For people queuing at a water distribution point on Sunday it was fatal. A missile that Israel said had targeted fighters but malfunctioned hit a queue of people waiting to collect water at the Nuseirat refugee camp.

Israel's blockade of fuel along with the difficulty in accessing wells and desalination plants in zones controlled by the Israeli military is severely constraining water, sanitation and hygiene services according to OCHA.

Fuel shortages have also hit waste and sewage services, risking more contamination of the tiny, crowded territory's dwindling water supply, and diseases causing diarrhea and jaundice are spreading among people crammed into shelters and weakened by hunger.

"If electricity was allowed to desalination plants the problem of a lethal lack of water, which is what's becoming the situation now in Gaza, would be changed within 24 hours," said James Elder, the spokesperson for the UN's children's agency UNICEF.

"What possible reason can there be for denying of a legitimate amount of water that a family needs?" he added.

COGAT, the Israeli military aid coordination agency, did not immediately respond to a request for comment.

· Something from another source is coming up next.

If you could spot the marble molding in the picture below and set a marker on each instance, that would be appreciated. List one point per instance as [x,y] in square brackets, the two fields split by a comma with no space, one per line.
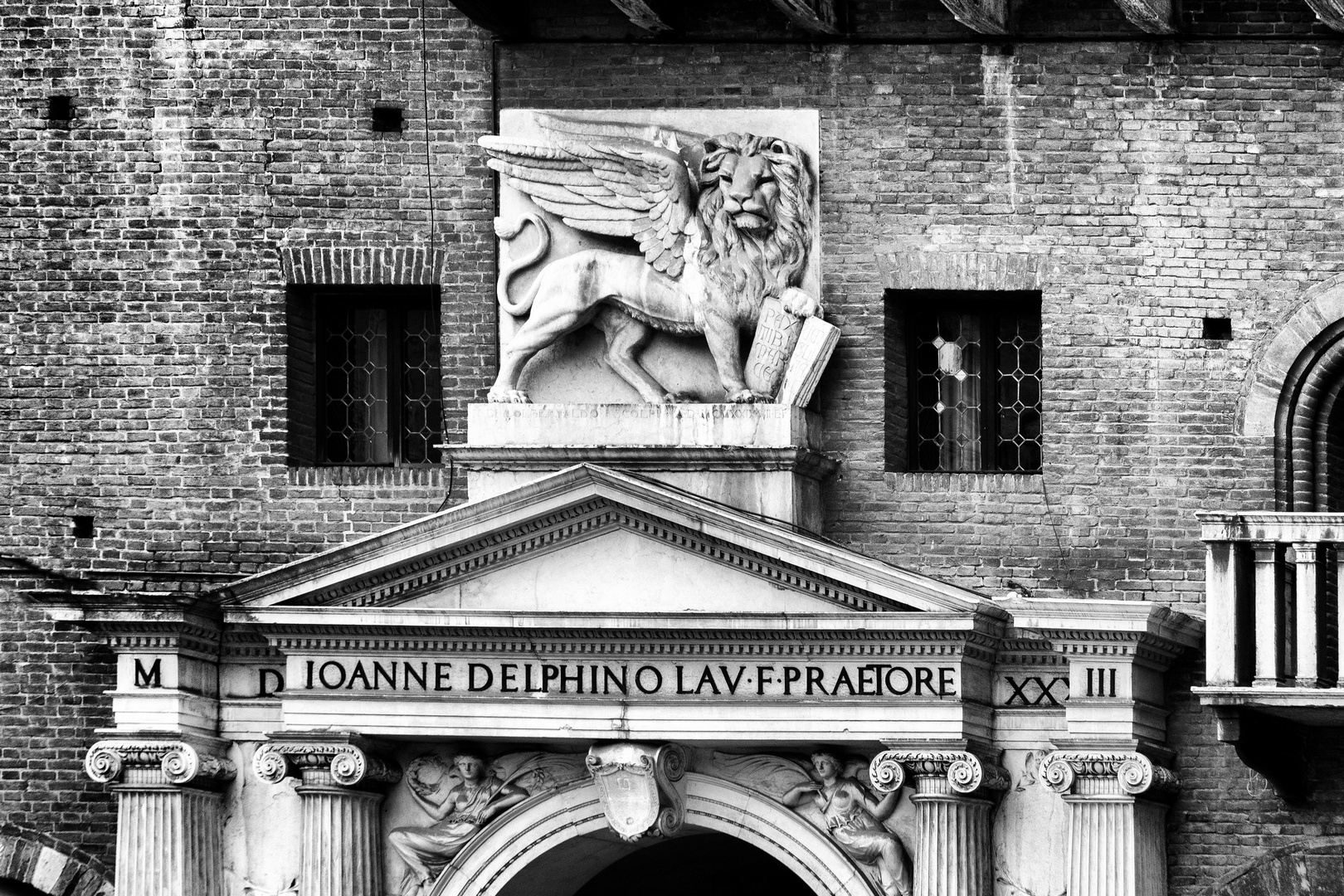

Last week, an Israeli military official said that Israel was allowing sufficient fuel into Gaza but that its distribution around the enclave was not under Israel's purview.

THIRSTY AND DIRTY

For the Manasra family, like others in Gaza, the daily toil of finding water is exhausting and often fruitless.

Inside their tent the family tries to maintain hygiene by sweeping. But there is no water for proper cleaning and sometimes they are unable to wash dishes from their meager meals for several days at a time.

Manasra sat in the tent and showed how one of his young daughters had angry red marks across her back from what he said a doctor had told them was a skin infection caused by the lack of clean water.

They maintain a strict regimen of water use by priority.

After pouring their two containers of water from the distribution point into a broken plastic water butt by their tent, they use it to clean themselves from the tap, using their hands to spoon it over their heads and bodies.

Water that runs off into the basin underneath is then used for dishes and after that - now grey and dirty - for clothes.

"How is this going to be enough for 10 people? For the showering, washing, dish washing, and the washing of the covers. It's been three months; we haven't washed the covers, and the weather is hot," Manasra said.

His wife, Umm Khaled, sat washing clothes in a tiny puddle of water at the bottom of a bucket - all that was left after the more urgent requirements of drinking and cooking.

"My daughter was very sick from the heat rash and the scabies. I went to several doctors for her and they prescribed many medications. Two of my children yesterday, one had diarrhea and vomiting and the other had fever and infections from the dirty water," she said.